L’errant galactique
Claude Pélieu (1934–2002) fut un collagiste et poète français qui a rejoint — après un passage par le surréalisme — les écrivains de la Beat Generation qui l’ont inspiré et qu’il a traduit avec sa compagne Mary Beach (William Burroughs, Allen Ginsberg, Bob Kaufman).
Celui qui s’est consacré peu à peu presque exclusivement au collage a néanmoins continué à écrire ce qui est moins des aphorisme que des règles d’une morale altière : “ne tuez pas les gens, attendez qu’il inventent”, “Branlez la femme d’un flic, la Police des Mœurs jouit à l’emporte-pièce”, “Vvlez la drogue des fourgueurs puis tirez la chaîne.”
Rimbaud n’eut qu’à bien se tenir d’autant qu’avec le temps il fut comme lui : “je suis la vague de désillusions qui gronde”.
Il n’a jamais cessé de vitupérer en mots et en images en se faisant passer pour “Beau Sourire Chambre d’Echo” tout en restant un cadavre encore tiède qui ressembla aux vivants “comme 2 gouttes d’eau”. Sortant de la terre, il se fit l’errant galactique propre à créer une “écriture qui enraye le désastre”.
Il se plaça pas très loin de ” la Zone Noire Oxydée” tout en demeurant racines du ciel.
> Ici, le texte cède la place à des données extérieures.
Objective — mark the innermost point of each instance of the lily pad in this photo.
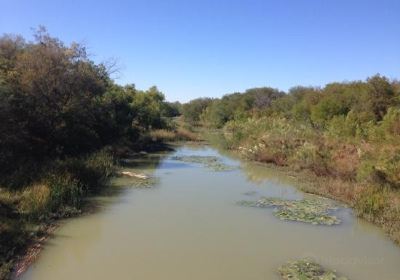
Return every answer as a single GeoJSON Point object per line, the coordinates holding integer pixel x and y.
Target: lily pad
{"type": "Point", "coordinates": [307, 270]}
{"type": "Point", "coordinates": [143, 183]}
{"type": "Point", "coordinates": [211, 162]}
{"type": "Point", "coordinates": [313, 211]}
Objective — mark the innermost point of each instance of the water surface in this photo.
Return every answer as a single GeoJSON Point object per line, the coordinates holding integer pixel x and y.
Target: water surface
{"type": "Point", "coordinates": [190, 227]}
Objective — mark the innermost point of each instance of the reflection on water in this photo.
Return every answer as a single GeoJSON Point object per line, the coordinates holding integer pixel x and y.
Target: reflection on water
{"type": "Point", "coordinates": [190, 227]}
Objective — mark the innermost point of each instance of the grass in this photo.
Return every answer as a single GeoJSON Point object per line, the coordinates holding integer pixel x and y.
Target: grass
{"type": "Point", "coordinates": [179, 134]}
{"type": "Point", "coordinates": [362, 172]}
{"type": "Point", "coordinates": [58, 192]}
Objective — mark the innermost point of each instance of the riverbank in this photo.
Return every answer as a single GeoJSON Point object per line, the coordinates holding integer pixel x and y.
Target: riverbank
{"type": "Point", "coordinates": [123, 240]}
{"type": "Point", "coordinates": [374, 202]}
{"type": "Point", "coordinates": [29, 216]}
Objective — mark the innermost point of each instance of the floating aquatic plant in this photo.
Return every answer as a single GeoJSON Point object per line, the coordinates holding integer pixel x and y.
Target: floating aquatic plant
{"type": "Point", "coordinates": [144, 183]}
{"type": "Point", "coordinates": [313, 211]}
{"type": "Point", "coordinates": [307, 270]}
{"type": "Point", "coordinates": [211, 162]}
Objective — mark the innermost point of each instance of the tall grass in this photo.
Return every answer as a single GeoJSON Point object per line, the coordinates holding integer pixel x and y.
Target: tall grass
{"type": "Point", "coordinates": [58, 192]}
{"type": "Point", "coordinates": [358, 166]}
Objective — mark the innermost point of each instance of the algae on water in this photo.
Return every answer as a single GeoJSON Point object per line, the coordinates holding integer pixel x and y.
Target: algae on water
{"type": "Point", "coordinates": [307, 270]}
{"type": "Point", "coordinates": [144, 183]}
{"type": "Point", "coordinates": [313, 211]}
{"type": "Point", "coordinates": [214, 163]}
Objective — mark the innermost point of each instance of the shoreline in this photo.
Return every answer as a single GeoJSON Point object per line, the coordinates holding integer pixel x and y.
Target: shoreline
{"type": "Point", "coordinates": [331, 188]}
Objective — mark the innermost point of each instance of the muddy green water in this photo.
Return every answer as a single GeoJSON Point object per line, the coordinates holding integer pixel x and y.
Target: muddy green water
{"type": "Point", "coordinates": [190, 227]}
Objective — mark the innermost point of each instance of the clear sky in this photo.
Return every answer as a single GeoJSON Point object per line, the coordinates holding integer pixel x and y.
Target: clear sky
{"type": "Point", "coordinates": [193, 48]}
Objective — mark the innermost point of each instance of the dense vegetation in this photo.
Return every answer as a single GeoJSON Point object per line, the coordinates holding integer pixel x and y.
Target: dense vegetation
{"type": "Point", "coordinates": [63, 120]}
{"type": "Point", "coordinates": [347, 135]}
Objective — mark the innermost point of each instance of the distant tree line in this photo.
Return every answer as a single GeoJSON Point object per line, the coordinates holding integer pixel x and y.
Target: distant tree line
{"type": "Point", "coordinates": [55, 103]}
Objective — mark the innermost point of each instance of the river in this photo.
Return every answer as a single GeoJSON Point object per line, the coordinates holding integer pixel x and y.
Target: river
{"type": "Point", "coordinates": [189, 226]}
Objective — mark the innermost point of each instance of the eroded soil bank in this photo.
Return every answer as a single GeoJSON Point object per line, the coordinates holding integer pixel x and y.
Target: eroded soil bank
{"type": "Point", "coordinates": [189, 225]}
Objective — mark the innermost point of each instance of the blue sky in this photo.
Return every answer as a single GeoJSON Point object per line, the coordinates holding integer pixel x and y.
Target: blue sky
{"type": "Point", "coordinates": [212, 47]}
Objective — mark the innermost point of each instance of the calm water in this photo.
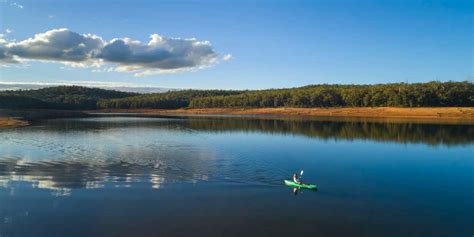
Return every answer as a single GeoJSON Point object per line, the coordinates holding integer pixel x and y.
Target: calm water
{"type": "Point", "coordinates": [129, 176]}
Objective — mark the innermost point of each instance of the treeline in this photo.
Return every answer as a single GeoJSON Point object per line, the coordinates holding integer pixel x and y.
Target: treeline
{"type": "Point", "coordinates": [59, 97]}
{"type": "Point", "coordinates": [431, 94]}
{"type": "Point", "coordinates": [168, 100]}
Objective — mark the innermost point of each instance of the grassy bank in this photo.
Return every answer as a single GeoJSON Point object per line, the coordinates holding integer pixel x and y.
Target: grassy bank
{"type": "Point", "coordinates": [463, 113]}
{"type": "Point", "coordinates": [12, 123]}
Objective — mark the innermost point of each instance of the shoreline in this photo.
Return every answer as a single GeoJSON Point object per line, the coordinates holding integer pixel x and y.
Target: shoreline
{"type": "Point", "coordinates": [438, 113]}
{"type": "Point", "coordinates": [9, 122]}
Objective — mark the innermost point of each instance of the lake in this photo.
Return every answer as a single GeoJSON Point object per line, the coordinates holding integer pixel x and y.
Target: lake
{"type": "Point", "coordinates": [223, 176]}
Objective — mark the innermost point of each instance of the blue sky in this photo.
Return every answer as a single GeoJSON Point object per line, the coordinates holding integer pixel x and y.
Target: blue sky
{"type": "Point", "coordinates": [273, 44]}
Mais seulement les rouges-sang propres à générer des mots-virus contre toutes les langues et les institutions.
Son livre est un concentré de rage et d’exorcisme pour crier une liberté au moment où les oiseaux (déjà) ne chantaient plus. C’est pourquoi ce Jukeboxes est prémonitoire puisque, désormais, il ne faut plus chercher les clés du printemps sous la neige : elle a disparu. Les milliers de poètes n’auront donc (comme les autres) rien fait pour la terre.
Si bien que cette liberté promise n’est pas loin de la mort qui résonne du coeur des villes aux steppes australiennes. Mais, avant la rupture finale du chant “amorcé par les regards défoliés des fabricants de napalm”, Pélieu en “charogne insomniaque” tenta de sauver ce qui pouvait l’être encore.
Il prêcha dans le vide face à ceux qui avaient couvert le paradis terrestre d’étincelles et de cendres. Auprès de “Celle Qui Avait Une Jupe De Serpents”, vilain parmi les cerfs de l’espace, le poète voulait que les monstres de guerre et les seigneurs de la politique pâlissent. Mais en pure perte : ils continuent de répandre leur chimie mortifère en teignant les images des télévisions qui leurs servent de relais en rose miel.
Le taciturne enragé osa néanmoins le rouge rosse contre cette dilution fadasse.
Et une telle option garde toujours de quoi secouer notre couenne pendant qu’il en est temps. C’est du moins la seule espérance.
jean-paul gavard-perret
Claude Pélieu, Jukeboxes, éditions Lenka lente, Nantes, 2020, 180 p. — 13,00 € (parution en février).